セレンディピティ要素 — CAE用語解説
セレンディピティ要素
先生、「セレンディピティ要素」って名前がカッコいいですけど、普通の要素と何が違うんですか?
四角形や六面体の高次要素には2種類あってね。辺の中間にだけ節点を置くのがセレンディピティ要素、辺にも内部にも節点を置くのがラグランジュ要素だ。セレンディピティは内部節点がない分、自由度が少なくて計算が軽い。
内部節点がないのに精度は大丈夫なんですか?
2次のセレンディピティ要素(8節点四角形とか20節点六面体)なら実務上十分な精度が出ることが多い。形状関数が2次多項式だから、曲げ変形もきちんと表現できる。ただし3次以上になると内部節点なしでは精度が落ちることもある。
具体的にどのソルバーで使われてるんですか?
Abaqusの C3D20(20節点六面体)とか CPS8(8節点四角形)がまさにセレンディピティ要素だよ。

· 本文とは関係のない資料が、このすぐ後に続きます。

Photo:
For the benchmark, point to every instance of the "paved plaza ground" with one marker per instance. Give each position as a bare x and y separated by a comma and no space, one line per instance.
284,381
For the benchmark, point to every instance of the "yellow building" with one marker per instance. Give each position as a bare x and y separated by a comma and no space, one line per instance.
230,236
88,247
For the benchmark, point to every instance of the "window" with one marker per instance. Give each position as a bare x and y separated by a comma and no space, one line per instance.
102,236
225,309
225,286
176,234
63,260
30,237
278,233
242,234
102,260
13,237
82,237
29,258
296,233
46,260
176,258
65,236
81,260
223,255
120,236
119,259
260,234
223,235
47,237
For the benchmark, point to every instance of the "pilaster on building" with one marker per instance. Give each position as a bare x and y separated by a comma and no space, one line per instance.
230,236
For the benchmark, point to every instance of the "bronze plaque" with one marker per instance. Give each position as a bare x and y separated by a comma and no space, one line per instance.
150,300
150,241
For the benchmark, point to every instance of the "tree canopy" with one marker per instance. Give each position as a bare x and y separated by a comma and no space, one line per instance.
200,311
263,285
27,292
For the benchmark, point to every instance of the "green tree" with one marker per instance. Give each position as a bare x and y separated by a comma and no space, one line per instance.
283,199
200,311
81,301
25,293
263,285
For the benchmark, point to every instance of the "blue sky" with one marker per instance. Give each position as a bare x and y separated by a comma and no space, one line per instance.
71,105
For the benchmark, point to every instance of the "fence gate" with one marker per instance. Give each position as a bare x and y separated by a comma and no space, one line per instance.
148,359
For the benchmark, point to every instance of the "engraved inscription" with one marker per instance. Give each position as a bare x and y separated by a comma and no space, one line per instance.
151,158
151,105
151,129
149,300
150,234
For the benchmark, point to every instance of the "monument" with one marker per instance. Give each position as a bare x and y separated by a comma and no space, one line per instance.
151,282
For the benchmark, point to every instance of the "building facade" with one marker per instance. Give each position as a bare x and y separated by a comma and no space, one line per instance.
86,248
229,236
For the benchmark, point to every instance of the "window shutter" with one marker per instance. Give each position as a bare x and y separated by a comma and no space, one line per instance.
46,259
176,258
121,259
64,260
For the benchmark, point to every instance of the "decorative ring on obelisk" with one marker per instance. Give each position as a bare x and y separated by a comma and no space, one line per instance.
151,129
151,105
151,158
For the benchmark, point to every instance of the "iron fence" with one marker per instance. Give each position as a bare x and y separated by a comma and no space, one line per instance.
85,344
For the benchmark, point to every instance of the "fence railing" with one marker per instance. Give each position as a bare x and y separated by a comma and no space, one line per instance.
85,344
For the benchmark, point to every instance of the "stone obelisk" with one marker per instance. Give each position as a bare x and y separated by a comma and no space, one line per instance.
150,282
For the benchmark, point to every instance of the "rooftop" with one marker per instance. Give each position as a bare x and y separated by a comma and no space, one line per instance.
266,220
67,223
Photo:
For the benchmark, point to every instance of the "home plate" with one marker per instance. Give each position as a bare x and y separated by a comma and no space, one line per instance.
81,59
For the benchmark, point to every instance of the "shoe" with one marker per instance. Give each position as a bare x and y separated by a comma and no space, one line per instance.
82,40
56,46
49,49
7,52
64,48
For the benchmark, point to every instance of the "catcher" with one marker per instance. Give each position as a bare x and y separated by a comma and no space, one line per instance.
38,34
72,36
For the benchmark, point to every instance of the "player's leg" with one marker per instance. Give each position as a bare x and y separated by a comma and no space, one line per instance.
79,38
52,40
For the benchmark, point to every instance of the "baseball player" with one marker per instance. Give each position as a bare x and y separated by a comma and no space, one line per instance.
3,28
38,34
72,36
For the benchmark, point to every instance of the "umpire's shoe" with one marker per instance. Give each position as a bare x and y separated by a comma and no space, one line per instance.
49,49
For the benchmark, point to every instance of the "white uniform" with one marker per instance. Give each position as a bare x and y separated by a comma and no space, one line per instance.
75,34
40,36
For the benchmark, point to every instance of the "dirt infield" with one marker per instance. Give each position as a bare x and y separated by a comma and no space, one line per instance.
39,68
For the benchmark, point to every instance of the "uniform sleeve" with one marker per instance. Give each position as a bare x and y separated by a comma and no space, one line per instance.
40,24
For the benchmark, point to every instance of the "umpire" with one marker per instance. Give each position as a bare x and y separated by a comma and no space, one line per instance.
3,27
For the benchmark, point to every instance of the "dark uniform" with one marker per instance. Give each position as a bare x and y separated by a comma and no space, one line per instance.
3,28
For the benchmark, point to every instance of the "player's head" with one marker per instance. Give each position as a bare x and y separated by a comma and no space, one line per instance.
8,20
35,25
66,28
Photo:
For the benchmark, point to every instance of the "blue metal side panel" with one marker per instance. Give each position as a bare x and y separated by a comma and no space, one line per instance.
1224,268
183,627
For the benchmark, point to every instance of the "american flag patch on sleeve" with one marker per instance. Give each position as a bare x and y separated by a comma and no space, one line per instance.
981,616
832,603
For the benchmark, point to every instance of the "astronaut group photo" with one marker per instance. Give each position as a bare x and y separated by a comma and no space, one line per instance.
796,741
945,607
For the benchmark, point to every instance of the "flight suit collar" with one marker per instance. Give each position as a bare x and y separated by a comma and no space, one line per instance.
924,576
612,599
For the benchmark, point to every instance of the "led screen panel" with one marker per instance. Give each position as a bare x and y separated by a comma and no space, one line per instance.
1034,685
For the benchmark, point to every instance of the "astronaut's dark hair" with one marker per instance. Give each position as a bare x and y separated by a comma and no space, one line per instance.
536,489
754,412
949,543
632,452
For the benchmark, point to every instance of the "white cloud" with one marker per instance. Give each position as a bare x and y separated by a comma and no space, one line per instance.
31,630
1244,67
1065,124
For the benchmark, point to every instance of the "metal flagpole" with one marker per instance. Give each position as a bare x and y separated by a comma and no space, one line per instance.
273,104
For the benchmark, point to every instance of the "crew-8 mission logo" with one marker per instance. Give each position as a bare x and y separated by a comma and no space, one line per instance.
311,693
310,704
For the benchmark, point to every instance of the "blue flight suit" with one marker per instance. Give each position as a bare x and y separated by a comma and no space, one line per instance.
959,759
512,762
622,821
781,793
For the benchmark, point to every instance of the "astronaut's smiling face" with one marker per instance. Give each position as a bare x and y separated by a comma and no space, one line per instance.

NastranのHEXA20もそう。市販ソルバーで「2次要素」と言えば、ほとんどがセレンディピティ型だと思って間違いない。
ラグランジュ要素のC3D27とかは使わないんですか?
27節点は内部に1つ+面に6つの節点が増えるから、自由度がかなり増える。応力が複雑に分布する非線形問題や非圧縮材料では精度が上がるメリットがあるけど、一般的な構造解析なら20節点で十分なことがほとんどだよ。
アイソパラメトリックとの関係はどうなってるんですか?
セレンディピティ要素は通常アイソパラメトリック定式化で実装される。つまり形状の表現にも変位の補間にも同じ形状関数を使うんだ。中間節点があるおかげで曲がった辺を表現できるから、R面のフィレットとか穴の周りもなめらかにモデル化できるのが大きな利点だね。
そっか、中間節点のおかげで曲面もフィットするんですね。1次要素でカクカクになるのが嫌だったので、今度から2次のセレンディピティ要素を試してみます。